This is certainly a large proposal, and has some compatibility snags (with RDoc, for instance). Regardless, I think these issues can be worked around or dealt with for the most part, and the benefits of much improved documentation, which Ruby really needs, are certainly worth the effort.

I question merging YARD into Ruby and replacing RDoc.

Why aren't extensions or enhancements to RDoc being made instead?

Based on download numbers from rubygems.org it appears that a minority (about 25%) of rubyists prefer YARD to rdoc. There have been 8300 downloads of RDoc's latest release (1100/day over the last 90 days) compared to 1200 for YARD (285/day).

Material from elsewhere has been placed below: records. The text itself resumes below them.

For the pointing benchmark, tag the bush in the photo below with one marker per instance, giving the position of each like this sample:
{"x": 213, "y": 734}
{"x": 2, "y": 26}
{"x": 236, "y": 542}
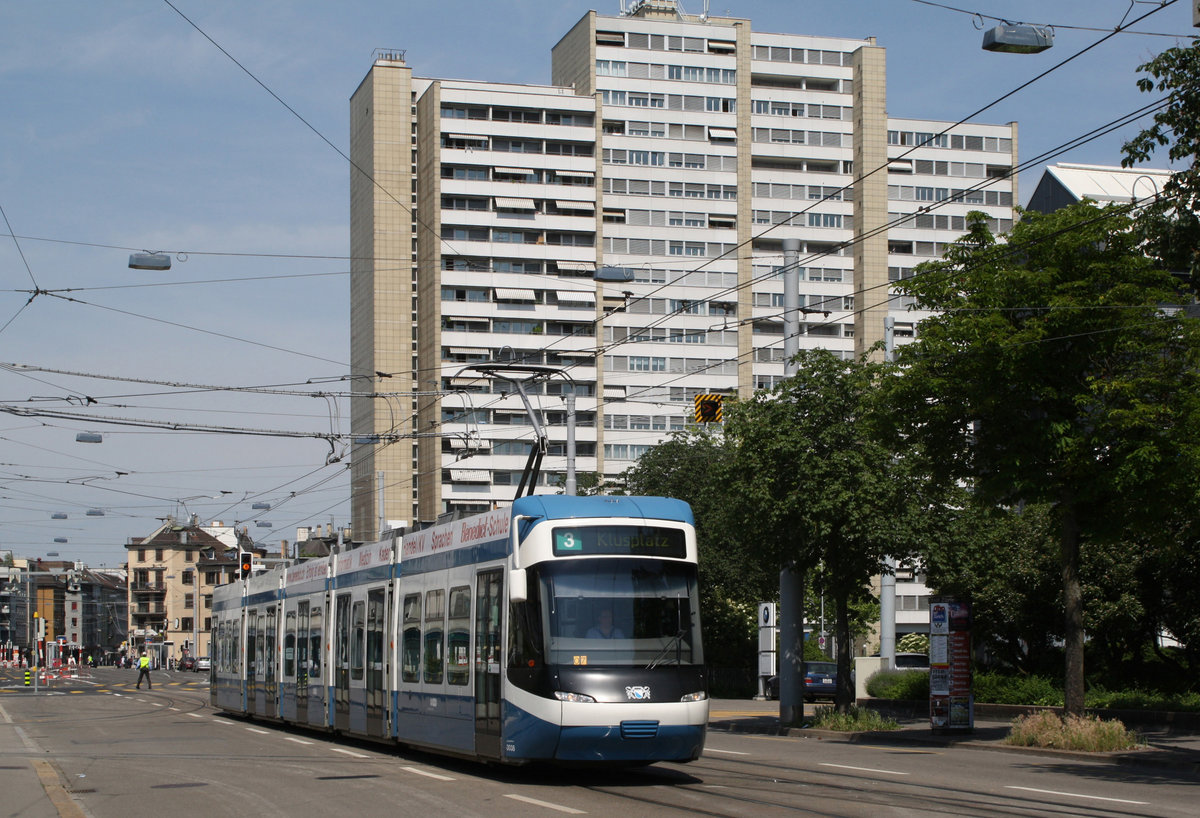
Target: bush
{"x": 1140, "y": 699}
{"x": 906, "y": 685}
{"x": 913, "y": 643}
{"x": 997, "y": 689}
{"x": 856, "y": 719}
{"x": 1086, "y": 733}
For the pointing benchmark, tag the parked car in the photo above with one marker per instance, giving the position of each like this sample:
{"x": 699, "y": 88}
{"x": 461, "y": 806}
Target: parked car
{"x": 820, "y": 681}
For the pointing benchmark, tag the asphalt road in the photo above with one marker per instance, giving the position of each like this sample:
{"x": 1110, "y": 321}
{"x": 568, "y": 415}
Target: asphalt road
{"x": 97, "y": 747}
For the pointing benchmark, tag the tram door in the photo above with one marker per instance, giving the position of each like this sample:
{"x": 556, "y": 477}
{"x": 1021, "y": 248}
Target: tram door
{"x": 303, "y": 661}
{"x": 377, "y": 692}
{"x": 342, "y": 663}
{"x": 251, "y": 678}
{"x": 261, "y": 679}
{"x": 270, "y": 659}
{"x": 490, "y": 605}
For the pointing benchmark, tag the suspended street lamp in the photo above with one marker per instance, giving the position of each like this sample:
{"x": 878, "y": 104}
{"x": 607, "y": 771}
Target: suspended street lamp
{"x": 1018, "y": 38}
{"x": 149, "y": 262}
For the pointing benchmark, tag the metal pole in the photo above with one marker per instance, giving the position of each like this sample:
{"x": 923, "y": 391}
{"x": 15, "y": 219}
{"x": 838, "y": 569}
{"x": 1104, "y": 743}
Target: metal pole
{"x": 571, "y": 488}
{"x": 196, "y": 611}
{"x": 888, "y": 578}
{"x": 791, "y": 578}
{"x": 791, "y": 645}
{"x": 791, "y": 304}
{"x": 382, "y": 515}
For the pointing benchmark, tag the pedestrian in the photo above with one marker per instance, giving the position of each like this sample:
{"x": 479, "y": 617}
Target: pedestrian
{"x": 144, "y": 672}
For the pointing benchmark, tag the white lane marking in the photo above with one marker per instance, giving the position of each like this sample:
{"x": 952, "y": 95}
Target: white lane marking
{"x": 559, "y": 807}
{"x": 427, "y": 774}
{"x": 863, "y": 769}
{"x": 1095, "y": 798}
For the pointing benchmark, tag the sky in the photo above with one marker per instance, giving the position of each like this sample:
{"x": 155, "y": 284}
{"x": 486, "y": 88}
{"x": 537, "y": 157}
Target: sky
{"x": 147, "y": 125}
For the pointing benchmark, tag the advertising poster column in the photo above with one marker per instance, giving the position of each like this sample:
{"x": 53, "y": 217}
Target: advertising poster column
{"x": 951, "y": 698}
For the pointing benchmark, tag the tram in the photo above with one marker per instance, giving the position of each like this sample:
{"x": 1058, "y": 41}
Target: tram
{"x": 559, "y": 630}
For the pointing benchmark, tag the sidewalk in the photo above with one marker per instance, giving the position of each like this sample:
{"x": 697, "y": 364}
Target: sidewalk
{"x": 1167, "y": 749}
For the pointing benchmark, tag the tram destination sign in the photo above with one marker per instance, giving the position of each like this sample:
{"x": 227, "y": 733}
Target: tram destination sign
{"x": 630, "y": 540}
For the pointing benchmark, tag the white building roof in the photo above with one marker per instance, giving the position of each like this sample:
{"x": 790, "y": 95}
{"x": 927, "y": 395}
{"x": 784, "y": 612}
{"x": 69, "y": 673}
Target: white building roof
{"x": 1105, "y": 184}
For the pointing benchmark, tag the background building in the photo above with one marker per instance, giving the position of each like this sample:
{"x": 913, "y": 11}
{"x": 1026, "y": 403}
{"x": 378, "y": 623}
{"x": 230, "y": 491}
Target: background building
{"x": 172, "y": 575}
{"x": 1066, "y": 184}
{"x": 683, "y": 150}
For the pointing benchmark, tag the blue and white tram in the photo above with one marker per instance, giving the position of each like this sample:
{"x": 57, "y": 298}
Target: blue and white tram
{"x": 561, "y": 629}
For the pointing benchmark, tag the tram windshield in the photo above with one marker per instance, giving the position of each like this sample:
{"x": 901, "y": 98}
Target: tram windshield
{"x": 625, "y": 612}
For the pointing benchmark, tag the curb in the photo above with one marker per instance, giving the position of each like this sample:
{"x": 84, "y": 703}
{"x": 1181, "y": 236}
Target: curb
{"x": 1146, "y": 757}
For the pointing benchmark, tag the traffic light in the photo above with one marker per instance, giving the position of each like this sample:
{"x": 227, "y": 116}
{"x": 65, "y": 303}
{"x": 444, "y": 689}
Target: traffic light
{"x": 708, "y": 408}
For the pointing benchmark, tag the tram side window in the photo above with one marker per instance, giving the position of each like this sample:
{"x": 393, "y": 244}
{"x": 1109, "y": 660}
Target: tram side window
{"x": 289, "y": 643}
{"x": 251, "y": 641}
{"x": 358, "y": 636}
{"x": 342, "y": 645}
{"x": 435, "y": 629}
{"x": 316, "y": 636}
{"x": 411, "y": 659}
{"x": 234, "y": 647}
{"x": 459, "y": 637}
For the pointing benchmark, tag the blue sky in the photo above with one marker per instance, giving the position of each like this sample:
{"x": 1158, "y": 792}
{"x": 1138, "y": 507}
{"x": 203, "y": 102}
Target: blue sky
{"x": 125, "y": 128}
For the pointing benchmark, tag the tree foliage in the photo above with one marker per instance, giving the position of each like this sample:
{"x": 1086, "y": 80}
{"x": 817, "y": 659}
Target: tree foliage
{"x": 690, "y": 465}
{"x": 1170, "y": 226}
{"x": 1051, "y": 374}
{"x": 815, "y": 486}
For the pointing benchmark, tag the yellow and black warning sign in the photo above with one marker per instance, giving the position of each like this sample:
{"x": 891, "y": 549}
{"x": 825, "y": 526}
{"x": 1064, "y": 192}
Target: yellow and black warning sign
{"x": 709, "y": 408}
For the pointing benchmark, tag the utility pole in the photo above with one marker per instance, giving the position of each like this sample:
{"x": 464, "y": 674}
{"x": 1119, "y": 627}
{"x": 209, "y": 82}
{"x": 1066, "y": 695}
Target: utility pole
{"x": 791, "y": 577}
{"x": 888, "y": 578}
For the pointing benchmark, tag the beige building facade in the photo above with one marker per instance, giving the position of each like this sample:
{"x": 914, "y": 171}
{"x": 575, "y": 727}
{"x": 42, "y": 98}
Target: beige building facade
{"x": 679, "y": 150}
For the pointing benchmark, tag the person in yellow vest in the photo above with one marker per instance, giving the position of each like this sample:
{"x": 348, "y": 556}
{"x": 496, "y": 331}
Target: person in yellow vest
{"x": 144, "y": 671}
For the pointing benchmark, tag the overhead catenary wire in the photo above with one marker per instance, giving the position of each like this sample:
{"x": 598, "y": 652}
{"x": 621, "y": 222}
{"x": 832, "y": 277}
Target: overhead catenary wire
{"x": 1054, "y": 25}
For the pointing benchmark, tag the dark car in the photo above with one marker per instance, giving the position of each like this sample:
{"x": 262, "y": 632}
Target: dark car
{"x": 820, "y": 681}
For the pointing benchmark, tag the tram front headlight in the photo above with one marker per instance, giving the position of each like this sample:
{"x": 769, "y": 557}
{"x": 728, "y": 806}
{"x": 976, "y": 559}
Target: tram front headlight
{"x": 563, "y": 696}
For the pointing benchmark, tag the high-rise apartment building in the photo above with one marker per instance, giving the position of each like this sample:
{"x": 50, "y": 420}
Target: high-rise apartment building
{"x": 683, "y": 150}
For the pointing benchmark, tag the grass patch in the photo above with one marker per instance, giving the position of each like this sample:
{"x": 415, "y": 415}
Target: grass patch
{"x": 905, "y": 685}
{"x": 855, "y": 720}
{"x": 1085, "y": 733}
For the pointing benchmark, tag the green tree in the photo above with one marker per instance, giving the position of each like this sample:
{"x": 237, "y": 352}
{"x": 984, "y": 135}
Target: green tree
{"x": 690, "y": 465}
{"x": 1053, "y": 374}
{"x": 1003, "y": 560}
{"x": 1170, "y": 226}
{"x": 813, "y": 483}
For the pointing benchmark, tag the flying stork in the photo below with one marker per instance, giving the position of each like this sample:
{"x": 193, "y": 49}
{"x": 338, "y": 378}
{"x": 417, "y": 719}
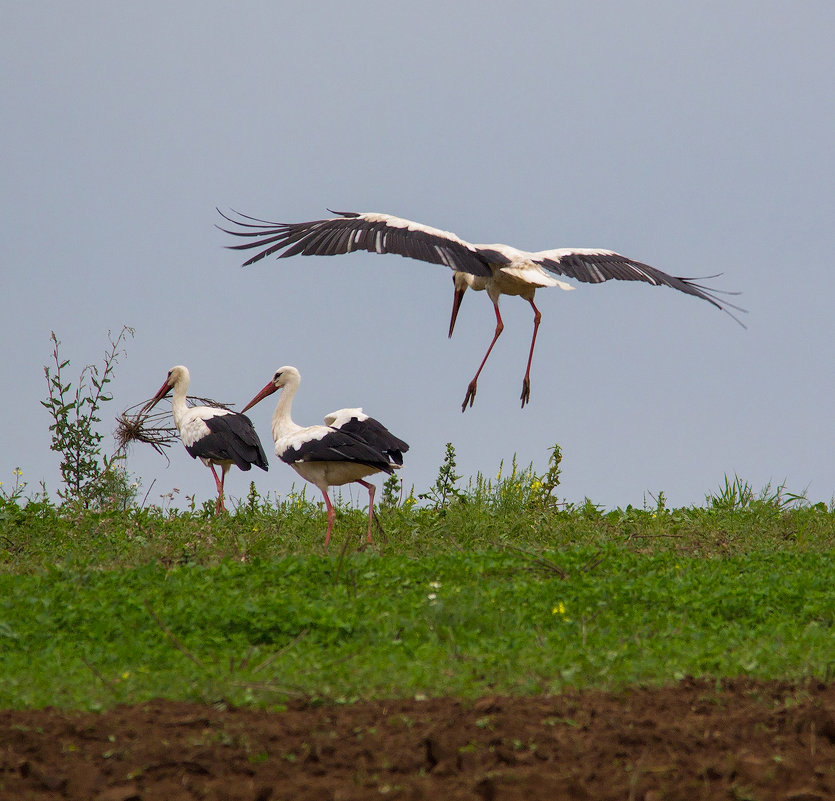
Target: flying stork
{"x": 498, "y": 269}
{"x": 215, "y": 435}
{"x": 350, "y": 446}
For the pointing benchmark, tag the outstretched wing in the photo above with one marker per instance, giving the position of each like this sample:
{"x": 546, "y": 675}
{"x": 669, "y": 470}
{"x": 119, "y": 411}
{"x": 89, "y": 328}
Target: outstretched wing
{"x": 593, "y": 266}
{"x": 350, "y": 231}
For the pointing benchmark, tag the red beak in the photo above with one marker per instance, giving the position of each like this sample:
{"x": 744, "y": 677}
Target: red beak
{"x": 456, "y": 304}
{"x": 268, "y": 390}
{"x": 161, "y": 393}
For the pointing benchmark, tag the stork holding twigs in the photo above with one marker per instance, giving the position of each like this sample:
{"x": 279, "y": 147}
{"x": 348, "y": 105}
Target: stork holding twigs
{"x": 498, "y": 269}
{"x": 350, "y": 446}
{"x": 215, "y": 435}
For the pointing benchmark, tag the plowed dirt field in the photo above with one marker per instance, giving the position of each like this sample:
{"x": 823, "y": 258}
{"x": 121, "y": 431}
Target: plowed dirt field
{"x": 735, "y": 740}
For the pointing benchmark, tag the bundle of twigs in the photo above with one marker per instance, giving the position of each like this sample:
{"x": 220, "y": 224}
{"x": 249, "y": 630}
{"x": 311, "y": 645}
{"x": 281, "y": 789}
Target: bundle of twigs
{"x": 155, "y": 428}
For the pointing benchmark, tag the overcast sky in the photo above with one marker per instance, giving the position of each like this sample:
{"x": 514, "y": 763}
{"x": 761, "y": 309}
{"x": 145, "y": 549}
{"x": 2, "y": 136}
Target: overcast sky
{"x": 697, "y": 138}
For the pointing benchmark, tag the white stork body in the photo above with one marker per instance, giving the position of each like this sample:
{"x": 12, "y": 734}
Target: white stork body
{"x": 498, "y": 269}
{"x": 350, "y": 446}
{"x": 214, "y": 435}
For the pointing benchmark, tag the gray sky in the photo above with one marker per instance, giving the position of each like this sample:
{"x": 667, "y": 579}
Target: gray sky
{"x": 697, "y": 138}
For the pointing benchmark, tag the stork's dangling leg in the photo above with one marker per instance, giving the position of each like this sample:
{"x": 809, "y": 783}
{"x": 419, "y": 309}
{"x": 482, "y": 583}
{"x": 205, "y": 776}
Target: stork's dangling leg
{"x": 331, "y": 517}
{"x": 471, "y": 388}
{"x": 526, "y": 381}
{"x": 371, "y": 490}
{"x": 219, "y": 505}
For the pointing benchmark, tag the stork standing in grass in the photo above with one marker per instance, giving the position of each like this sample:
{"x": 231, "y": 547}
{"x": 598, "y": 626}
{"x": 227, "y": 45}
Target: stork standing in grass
{"x": 350, "y": 446}
{"x": 498, "y": 269}
{"x": 215, "y": 435}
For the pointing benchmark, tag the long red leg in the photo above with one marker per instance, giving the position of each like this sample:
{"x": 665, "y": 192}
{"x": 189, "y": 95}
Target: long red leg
{"x": 331, "y": 518}
{"x": 471, "y": 389}
{"x": 371, "y": 490}
{"x": 219, "y": 507}
{"x": 526, "y": 382}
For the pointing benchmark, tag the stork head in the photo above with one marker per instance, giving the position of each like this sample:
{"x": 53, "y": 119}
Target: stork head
{"x": 284, "y": 376}
{"x": 460, "y": 282}
{"x": 176, "y": 375}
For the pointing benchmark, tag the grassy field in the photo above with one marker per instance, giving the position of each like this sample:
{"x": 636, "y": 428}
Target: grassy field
{"x": 493, "y": 587}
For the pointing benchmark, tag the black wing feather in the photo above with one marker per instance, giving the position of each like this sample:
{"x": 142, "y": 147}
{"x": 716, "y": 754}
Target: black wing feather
{"x": 337, "y": 446}
{"x": 594, "y": 268}
{"x": 349, "y": 232}
{"x": 232, "y": 437}
{"x": 374, "y": 434}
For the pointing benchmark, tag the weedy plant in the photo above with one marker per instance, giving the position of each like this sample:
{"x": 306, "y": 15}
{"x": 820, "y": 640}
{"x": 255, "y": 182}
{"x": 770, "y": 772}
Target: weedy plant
{"x": 91, "y": 479}
{"x": 444, "y": 491}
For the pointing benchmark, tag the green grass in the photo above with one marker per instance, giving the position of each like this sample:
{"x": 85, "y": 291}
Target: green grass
{"x": 491, "y": 588}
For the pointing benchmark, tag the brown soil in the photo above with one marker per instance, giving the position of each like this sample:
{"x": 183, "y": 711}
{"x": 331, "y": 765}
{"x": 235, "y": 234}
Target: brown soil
{"x": 694, "y": 740}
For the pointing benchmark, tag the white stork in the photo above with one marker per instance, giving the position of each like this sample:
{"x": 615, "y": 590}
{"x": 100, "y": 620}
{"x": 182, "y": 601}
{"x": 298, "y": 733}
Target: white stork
{"x": 214, "y": 435}
{"x": 499, "y": 269}
{"x": 350, "y": 446}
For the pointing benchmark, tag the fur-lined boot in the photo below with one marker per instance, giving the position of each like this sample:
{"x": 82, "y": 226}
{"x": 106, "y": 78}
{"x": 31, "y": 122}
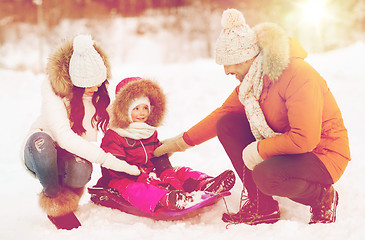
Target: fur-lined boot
{"x": 60, "y": 209}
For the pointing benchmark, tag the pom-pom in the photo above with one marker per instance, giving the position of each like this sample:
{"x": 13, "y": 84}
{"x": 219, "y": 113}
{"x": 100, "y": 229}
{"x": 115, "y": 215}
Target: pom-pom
{"x": 82, "y": 43}
{"x": 232, "y": 18}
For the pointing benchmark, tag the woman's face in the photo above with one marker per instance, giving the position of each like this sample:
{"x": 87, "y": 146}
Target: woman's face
{"x": 91, "y": 90}
{"x": 140, "y": 113}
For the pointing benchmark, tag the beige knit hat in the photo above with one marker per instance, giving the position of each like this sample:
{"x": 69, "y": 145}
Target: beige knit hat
{"x": 237, "y": 42}
{"x": 86, "y": 67}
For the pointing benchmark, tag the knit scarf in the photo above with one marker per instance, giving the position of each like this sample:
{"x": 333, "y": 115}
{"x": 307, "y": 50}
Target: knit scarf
{"x": 249, "y": 95}
{"x": 136, "y": 131}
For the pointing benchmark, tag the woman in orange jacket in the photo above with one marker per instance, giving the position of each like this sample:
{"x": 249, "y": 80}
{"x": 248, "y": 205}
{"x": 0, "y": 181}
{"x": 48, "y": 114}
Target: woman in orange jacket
{"x": 281, "y": 127}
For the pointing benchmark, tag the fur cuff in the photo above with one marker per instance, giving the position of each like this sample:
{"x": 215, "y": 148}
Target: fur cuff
{"x": 67, "y": 201}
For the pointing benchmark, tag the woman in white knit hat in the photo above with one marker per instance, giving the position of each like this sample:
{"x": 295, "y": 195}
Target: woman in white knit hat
{"x": 60, "y": 148}
{"x": 281, "y": 126}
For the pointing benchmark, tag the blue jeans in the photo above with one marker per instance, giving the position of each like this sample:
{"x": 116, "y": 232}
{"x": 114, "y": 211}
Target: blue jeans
{"x": 54, "y": 166}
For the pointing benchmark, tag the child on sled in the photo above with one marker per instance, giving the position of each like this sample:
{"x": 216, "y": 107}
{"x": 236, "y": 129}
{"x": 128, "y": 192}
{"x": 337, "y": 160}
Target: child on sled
{"x": 137, "y": 111}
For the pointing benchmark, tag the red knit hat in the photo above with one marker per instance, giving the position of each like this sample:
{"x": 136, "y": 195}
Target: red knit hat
{"x": 124, "y": 82}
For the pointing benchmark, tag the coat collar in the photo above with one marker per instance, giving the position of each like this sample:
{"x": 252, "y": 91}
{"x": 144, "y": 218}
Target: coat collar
{"x": 277, "y": 49}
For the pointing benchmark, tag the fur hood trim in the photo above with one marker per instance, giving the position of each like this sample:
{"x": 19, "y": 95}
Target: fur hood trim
{"x": 132, "y": 90}
{"x": 274, "y": 44}
{"x": 58, "y": 66}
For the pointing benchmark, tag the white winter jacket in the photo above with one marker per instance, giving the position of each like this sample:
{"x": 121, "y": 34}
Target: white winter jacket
{"x": 54, "y": 121}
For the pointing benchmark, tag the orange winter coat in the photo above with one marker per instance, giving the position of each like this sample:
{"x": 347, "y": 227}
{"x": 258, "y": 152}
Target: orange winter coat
{"x": 301, "y": 107}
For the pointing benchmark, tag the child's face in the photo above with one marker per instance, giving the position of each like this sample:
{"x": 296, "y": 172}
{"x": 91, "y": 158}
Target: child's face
{"x": 140, "y": 113}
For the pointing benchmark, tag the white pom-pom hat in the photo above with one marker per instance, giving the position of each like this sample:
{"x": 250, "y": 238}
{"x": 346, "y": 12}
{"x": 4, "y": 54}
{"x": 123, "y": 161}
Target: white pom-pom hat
{"x": 237, "y": 42}
{"x": 86, "y": 68}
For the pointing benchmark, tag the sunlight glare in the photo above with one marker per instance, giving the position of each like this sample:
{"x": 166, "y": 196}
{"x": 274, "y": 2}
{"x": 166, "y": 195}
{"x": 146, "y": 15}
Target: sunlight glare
{"x": 313, "y": 11}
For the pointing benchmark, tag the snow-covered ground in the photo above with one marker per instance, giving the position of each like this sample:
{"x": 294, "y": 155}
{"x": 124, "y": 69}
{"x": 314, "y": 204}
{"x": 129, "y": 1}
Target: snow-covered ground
{"x": 193, "y": 90}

Since March 2010 when the ri data format changed there have been 12000 downloads of rdoc-data which is 20% of YARD's total downloads since March 2007 of 60000.

If every YARD downloader prefers doxygen-style syntax, for me, the numbers imply that extensions should be made to RDoc to support different types of syntax over replacing RDoc.

RDoc has several APIs for adding such extensions, including plugins allowing alternate generators and additional directives:

http://rdoc.rubyforge.org/RDoc/Generator.html
http://rdoc.rubyforge.org/RDoc/RDoc.html
http://rdoc.rubyforge.org/RDoc/Markup/PreProcess.html#method-c-register

(I do not know if the APIs are sufficient as I've never received any communication from anyone attempting to use them for this task. I would love some feedback on this matter.)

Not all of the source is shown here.